Last year's momentum appears to have spilled over into 2025, at least thus far. The S&P 500 is up more than 1% year to date, with energy and materials (2 of 2024's underperforming sectors) propping up the broad market. What are the charts saying? One technical indicator—Bollinger Bands—could confirm the positive start to the year for stocks.
How to use Bollinger Bands
Bollinger Bands are a short-term trading tool that can help you decide when to make your move by assessing the relative strength or momentum of an investment.
This indicator looks like an envelope that forms an upper and lower band around the price. Between the 2 bands a moving average can be plotted—typically a short-term simple moving average (SMA).1 In addition to other signals, John Bollinger, who created this indicator, considers the price relatively low (attractive) if it is near the lower band and relatively high (overvalued) if it's near the upper band.
What the bands say about stocks now
Currently, the S&P 500 has moved from the lower part of the band to the middle. If stocks stay within the band, some traders might look for a buy signal if stocks cross above the moving average and the upper part of the band would become the new target. If stocks cross below the moving average, that would be a sell signal and the lower part of the band would become the new target.

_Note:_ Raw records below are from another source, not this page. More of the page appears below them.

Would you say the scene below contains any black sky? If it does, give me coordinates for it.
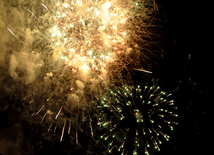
[0,0,211,155]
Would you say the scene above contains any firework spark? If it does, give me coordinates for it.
[98,81,178,154]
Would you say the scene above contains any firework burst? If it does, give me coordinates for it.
[98,81,178,154]
[4,0,164,144]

In addition to moves within the bands, price moves outside of the bands can generate signals. If the S&P 500 were to move lower and there is a breakthrough of the lower part of the band, that would generate a sell signal by breaking through a support level. Alternatively, if the S&P 500 were to rally and there is a breakthrough of the upper part of the band, that would generate a buy signal by breaking through a potential resistance level.
Volatility and Bollinger Bands
Bollinger Bands can also help assess volatility. Narrowing Bollinger Bands (i.e., when the bands move closer together) could suggest that volatility is decreasing—as investor sentiment potentially becomes more optimistic or complacent. A Bollinger Band "squeeze" occurs when volatility reaches a relative low. This squeeze can be followed by a period of increased volatility and may result in a significant move by the stock to the upside or the downside.

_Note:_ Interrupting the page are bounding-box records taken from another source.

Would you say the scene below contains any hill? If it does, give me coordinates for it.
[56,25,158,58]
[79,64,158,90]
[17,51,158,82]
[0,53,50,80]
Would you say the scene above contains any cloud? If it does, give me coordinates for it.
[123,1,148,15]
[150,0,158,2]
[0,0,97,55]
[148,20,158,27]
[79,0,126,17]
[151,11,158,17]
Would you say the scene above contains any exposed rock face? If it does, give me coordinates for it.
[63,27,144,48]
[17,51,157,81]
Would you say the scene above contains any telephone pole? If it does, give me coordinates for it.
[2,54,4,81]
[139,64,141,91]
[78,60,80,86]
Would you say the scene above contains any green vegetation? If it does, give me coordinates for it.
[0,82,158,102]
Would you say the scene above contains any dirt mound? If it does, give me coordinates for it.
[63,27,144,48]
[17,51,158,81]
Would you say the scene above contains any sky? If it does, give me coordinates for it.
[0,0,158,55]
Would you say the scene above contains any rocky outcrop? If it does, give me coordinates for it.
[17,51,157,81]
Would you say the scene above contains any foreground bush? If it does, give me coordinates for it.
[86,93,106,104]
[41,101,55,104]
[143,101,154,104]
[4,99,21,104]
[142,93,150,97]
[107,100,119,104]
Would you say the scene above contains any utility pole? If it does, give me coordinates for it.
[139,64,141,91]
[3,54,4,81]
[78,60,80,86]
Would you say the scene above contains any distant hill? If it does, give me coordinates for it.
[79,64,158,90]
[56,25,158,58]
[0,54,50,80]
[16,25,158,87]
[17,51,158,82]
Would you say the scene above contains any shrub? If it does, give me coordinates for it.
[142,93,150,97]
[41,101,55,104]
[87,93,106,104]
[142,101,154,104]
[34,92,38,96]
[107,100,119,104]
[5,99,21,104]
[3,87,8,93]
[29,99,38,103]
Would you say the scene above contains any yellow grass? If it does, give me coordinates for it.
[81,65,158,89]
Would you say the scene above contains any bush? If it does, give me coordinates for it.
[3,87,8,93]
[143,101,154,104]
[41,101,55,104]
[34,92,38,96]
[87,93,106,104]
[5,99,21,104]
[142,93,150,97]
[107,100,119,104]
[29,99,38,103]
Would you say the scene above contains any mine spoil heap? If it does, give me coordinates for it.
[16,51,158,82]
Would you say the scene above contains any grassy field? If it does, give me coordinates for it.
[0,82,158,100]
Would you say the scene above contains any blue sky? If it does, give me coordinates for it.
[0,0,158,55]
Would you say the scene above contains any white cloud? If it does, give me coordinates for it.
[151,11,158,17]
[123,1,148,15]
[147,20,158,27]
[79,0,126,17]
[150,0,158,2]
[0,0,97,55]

When the bands separate by a large amount, volatility may be seen as increasing and any existing trend may be ending. While Bollinger Bands for the S&P 500 have widened somewhat in recent months, it is not by an unusual amount, and thus the bands are not currently suggesting a strong move based on volatility.
Advanced use of Bollinger Bands
An advanced application of Bollinger Bands involves another indicator: the relative strength index (RSI). Bollinger Bands can be applied around the RSI line to assess additional buy and sell signals.

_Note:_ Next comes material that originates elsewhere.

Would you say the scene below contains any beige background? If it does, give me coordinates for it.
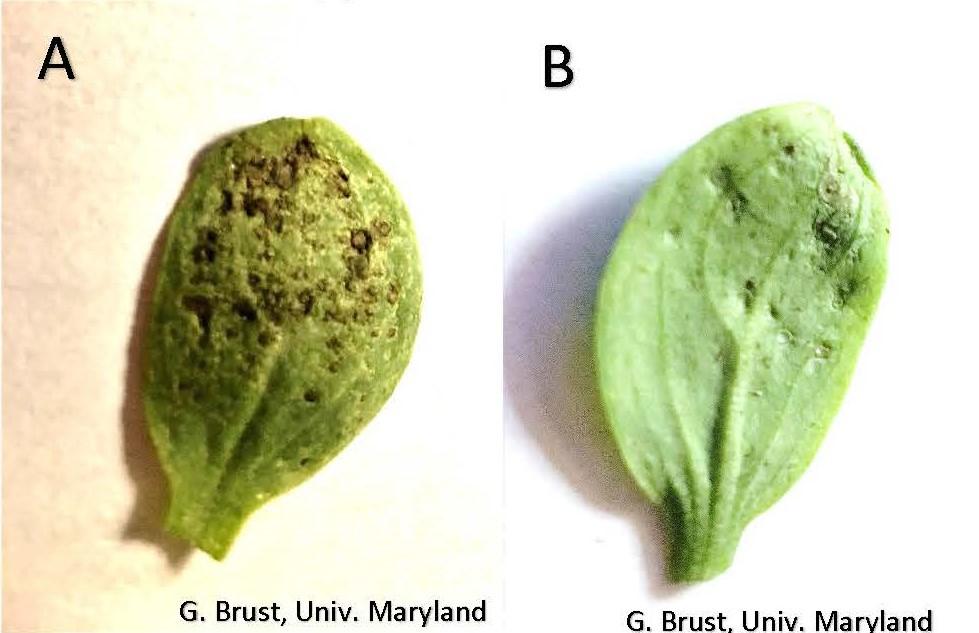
[3,2,502,631]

When RSI is near an extreme high (~100) or low (~0), and is touching either the high part of the upper band or the low part of the lower band, the RSI line could pull back sharply from the band. Bollinger Band analysis holds that a failure of RSI to touch the upper band on a second try generates a sell signal. At extreme lows, a failure of RSI to reach the lower band triggers a buy signal. This is similar to double top and double bottom patterns, respectively, that can occur for the price. Currently, RSI is not near extreme highs or lows.
Using Bollinger Bands
It goes without saying that you shouldn’t make investing decisions based only on the signals given by a single indicator or data point. Bollinger Bands can be used in combination with other research, and you should always consider the risk that the signal does not pan out. But if you actively trade, keep an eye on as much information as you can—including what’s happening in the charts.